A chaque fois qu’un ministre est sur le point de porter ombrage au chef du gouvernement, le « spin doctor » lui règle son compte sans tarder : de Ron Davies à Peter Mandelson, l’autre conseiller préféré de Blair mis à pied en janvier dernier, toutes les démissions des années 1997-2001 ont été orchestrées par Campbell, qui envisage son rôle comme celui d’une véritable soupape de sécurité. Son attitude à l’égard du frère ennemi Gordon Brown illustrent les rapports tendus entre les deux têtes de l’exécutif : en 1998, une source proche de Downing Street laissait entendre que le chancelier avait parfois des « problèmes psychologiques ». « Il est essentiel que le gouvernement parle d’une même voix », dit Campbell, qui multiplie sans complexe les interventions auprès des rédacteurs en chef « lorsque des informations inexactes ont été publiées ». En outre, il dirige une « cellule de crise stratégique » de six personnes qui conseille le leader travailliste en matière de communication gouvernementale.
La relation de Campbell avec le Premier ministre va bien au-delà des rapports professionnels, qui sont constants : avec sa compagne Fiona Millar (attachée de presse de… Mme Cherie Blair) et leurs enfants, ils passent régulièrement leurs vacances avec la famille Blair.
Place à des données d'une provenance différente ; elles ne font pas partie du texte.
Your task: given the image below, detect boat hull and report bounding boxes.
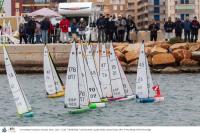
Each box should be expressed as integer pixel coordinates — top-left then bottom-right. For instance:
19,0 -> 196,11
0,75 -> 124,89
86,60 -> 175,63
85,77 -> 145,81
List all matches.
20,111 -> 34,117
89,103 -> 106,109
69,107 -> 90,114
136,98 -> 155,103
154,96 -> 165,102
101,98 -> 108,103
118,95 -> 135,101
47,91 -> 64,98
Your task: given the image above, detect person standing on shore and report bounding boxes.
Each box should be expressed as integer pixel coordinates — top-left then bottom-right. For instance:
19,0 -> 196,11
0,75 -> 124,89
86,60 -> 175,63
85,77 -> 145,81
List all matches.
126,15 -> 137,43
27,17 -> 36,44
35,21 -> 41,43
19,23 -> 27,44
164,17 -> 175,41
96,14 -> 106,42
60,16 -> 70,43
183,17 -> 191,42
174,18 -> 183,40
40,17 -> 50,44
115,15 -> 126,42
191,16 -> 200,43
148,20 -> 160,42
78,18 -> 87,42
70,18 -> 78,42
104,14 -> 110,42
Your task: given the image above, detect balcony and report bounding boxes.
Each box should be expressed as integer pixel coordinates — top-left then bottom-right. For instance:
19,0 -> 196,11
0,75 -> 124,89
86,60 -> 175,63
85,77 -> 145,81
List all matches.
175,4 -> 195,10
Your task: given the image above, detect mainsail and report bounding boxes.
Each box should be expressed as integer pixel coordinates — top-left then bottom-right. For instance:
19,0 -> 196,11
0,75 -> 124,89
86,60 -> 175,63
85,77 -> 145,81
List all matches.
3,45 -> 32,115
99,44 -> 112,98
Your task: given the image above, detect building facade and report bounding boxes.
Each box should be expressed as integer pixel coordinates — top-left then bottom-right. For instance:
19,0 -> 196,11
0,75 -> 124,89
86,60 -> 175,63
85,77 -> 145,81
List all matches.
166,0 -> 200,21
137,0 -> 166,30
2,0 -> 12,16
11,0 -> 70,16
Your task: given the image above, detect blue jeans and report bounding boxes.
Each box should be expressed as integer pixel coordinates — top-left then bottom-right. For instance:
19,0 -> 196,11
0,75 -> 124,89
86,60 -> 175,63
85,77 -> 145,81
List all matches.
36,34 -> 41,43
42,30 -> 48,44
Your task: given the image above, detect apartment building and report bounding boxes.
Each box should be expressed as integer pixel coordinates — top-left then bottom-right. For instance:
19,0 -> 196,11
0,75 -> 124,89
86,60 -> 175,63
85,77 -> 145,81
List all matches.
137,0 -> 166,30
166,0 -> 200,21
11,0 -> 69,16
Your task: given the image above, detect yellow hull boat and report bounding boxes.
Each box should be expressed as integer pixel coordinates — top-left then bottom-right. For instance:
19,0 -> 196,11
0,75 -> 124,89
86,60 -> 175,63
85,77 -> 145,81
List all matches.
47,90 -> 65,98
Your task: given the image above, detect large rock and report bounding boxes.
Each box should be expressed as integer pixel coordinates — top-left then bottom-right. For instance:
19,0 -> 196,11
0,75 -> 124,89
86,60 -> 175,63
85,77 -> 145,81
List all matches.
114,45 -> 128,52
124,51 -> 138,62
122,45 -> 135,53
170,43 -> 189,51
191,51 -> 200,61
172,49 -> 192,62
189,44 -> 200,52
150,46 -> 168,56
180,59 -> 198,66
161,67 -> 180,73
115,50 -> 125,62
128,60 -> 138,66
157,42 -> 171,49
152,53 -> 175,65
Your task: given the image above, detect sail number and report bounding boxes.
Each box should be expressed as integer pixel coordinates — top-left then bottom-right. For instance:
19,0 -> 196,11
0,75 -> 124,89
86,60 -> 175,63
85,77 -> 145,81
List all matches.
68,75 -> 76,79
68,67 -> 77,72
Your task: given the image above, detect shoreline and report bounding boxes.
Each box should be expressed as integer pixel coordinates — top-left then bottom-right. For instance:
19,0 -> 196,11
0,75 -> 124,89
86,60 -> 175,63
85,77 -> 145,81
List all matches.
0,43 -> 200,74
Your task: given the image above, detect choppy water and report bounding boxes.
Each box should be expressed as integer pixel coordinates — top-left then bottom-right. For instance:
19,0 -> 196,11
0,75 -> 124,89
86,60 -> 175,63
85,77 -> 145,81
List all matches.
0,74 -> 200,126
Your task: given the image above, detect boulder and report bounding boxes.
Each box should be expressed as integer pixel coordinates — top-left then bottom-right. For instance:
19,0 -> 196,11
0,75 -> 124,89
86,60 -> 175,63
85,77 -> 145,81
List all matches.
172,49 -> 192,62
170,43 -> 189,51
189,44 -> 200,52
158,42 -> 171,49
124,51 -> 138,62
147,56 -> 152,65
145,41 -> 155,47
180,59 -> 198,66
152,53 -> 175,65
119,61 -> 127,67
114,45 -> 128,52
145,47 -> 152,55
161,67 -> 180,73
122,45 -> 135,53
150,46 -> 168,56
128,60 -> 138,66
191,51 -> 200,61
115,50 -> 125,62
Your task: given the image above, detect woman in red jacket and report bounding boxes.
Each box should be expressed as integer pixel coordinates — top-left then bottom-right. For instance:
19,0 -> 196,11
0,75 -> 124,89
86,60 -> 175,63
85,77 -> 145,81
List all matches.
60,17 -> 70,43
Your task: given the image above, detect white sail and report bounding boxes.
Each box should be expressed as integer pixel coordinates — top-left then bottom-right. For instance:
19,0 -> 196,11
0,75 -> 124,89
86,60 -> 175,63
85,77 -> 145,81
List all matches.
99,44 -> 112,98
109,43 -> 125,98
3,46 -> 31,115
146,57 -> 154,98
77,45 -> 88,99
65,42 -> 80,108
77,59 -> 89,108
44,46 -> 57,95
86,46 -> 103,98
136,43 -> 149,98
48,49 -> 63,92
84,61 -> 101,103
94,44 -> 100,75
117,59 -> 134,96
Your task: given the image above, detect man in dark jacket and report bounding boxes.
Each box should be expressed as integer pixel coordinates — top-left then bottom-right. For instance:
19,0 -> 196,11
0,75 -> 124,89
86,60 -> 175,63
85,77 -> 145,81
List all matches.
164,17 -> 175,41
96,14 -> 106,42
191,16 -> 200,42
174,18 -> 183,39
41,17 -> 50,44
183,17 -> 191,42
126,15 -> 137,43
104,14 -> 110,42
149,20 -> 160,41
27,17 -> 36,44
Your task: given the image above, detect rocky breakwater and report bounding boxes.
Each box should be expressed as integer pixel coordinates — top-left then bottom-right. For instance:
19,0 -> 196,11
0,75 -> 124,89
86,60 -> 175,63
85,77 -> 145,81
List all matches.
114,41 -> 200,73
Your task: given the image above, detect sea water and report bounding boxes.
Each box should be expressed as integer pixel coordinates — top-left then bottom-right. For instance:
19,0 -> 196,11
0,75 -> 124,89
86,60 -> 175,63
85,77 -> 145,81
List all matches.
0,74 -> 200,126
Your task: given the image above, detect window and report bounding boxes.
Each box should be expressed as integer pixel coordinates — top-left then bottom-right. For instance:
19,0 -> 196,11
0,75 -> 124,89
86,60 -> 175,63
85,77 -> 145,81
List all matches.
154,15 -> 160,21
154,0 -> 160,5
180,0 -> 189,4
154,7 -> 160,13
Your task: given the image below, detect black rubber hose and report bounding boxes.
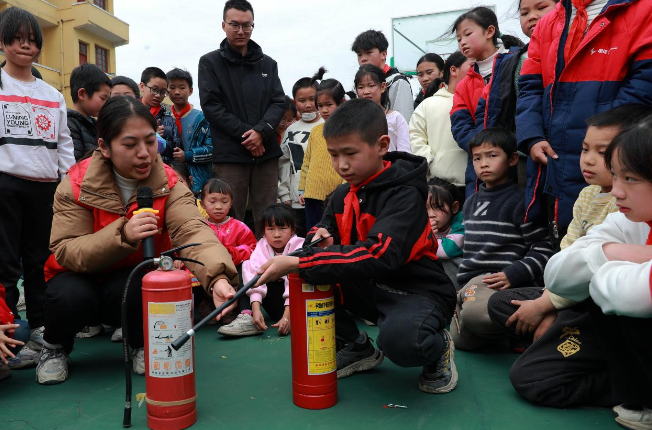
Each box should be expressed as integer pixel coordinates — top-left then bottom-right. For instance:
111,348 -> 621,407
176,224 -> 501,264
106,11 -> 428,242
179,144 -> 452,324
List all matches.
122,259 -> 156,428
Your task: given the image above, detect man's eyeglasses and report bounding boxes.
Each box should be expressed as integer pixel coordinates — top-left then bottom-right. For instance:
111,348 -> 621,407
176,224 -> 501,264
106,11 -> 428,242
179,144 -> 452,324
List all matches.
225,22 -> 254,33
146,84 -> 168,97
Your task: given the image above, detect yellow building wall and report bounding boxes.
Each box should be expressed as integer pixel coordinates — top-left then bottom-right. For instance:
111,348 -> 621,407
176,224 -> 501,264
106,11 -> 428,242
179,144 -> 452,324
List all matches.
0,0 -> 129,107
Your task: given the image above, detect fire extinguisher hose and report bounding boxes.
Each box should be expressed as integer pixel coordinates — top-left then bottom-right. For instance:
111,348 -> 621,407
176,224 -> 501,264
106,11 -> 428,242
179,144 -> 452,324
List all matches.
122,259 -> 157,428
171,236 -> 326,351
Mais l’après-7 juin réservera quelques nouveautés aux journalistes politiques britanniques : trop marqué « spin doctor », Campbell a porté atteinte à l’image de Blair en donnant l’impression que Downing Street contrôle tout (ce qui n’est pas loin de la vérité). Du coup, on dit qu’il quittera son poste de porte-parole pour se concentrer sur la stratégie et la communication au sens large, à l’image du chef du service de presse de la Maison Blanche. A moins qu’« Eddie » ne se lance dans une nouvelle carrière dans les affaires ou dans la presse, éventualité bien improbable pour ce battant aux dents longues
- Né le 25 mai 1957 à Keighley, Yorkshire.
- Etudes à Cambridge : maîtrise de français et d’allemand.
- 1980-1986 : journaliste dans diverses publications.
- 1987-1989 : chef du service politique du Daily Mirror, puis éditorialiste.
- 1994-1997 : chef du service de presse de Tony Blair.
- 1997-2001 : chef du service de presse et porte-parole du Premier ministre.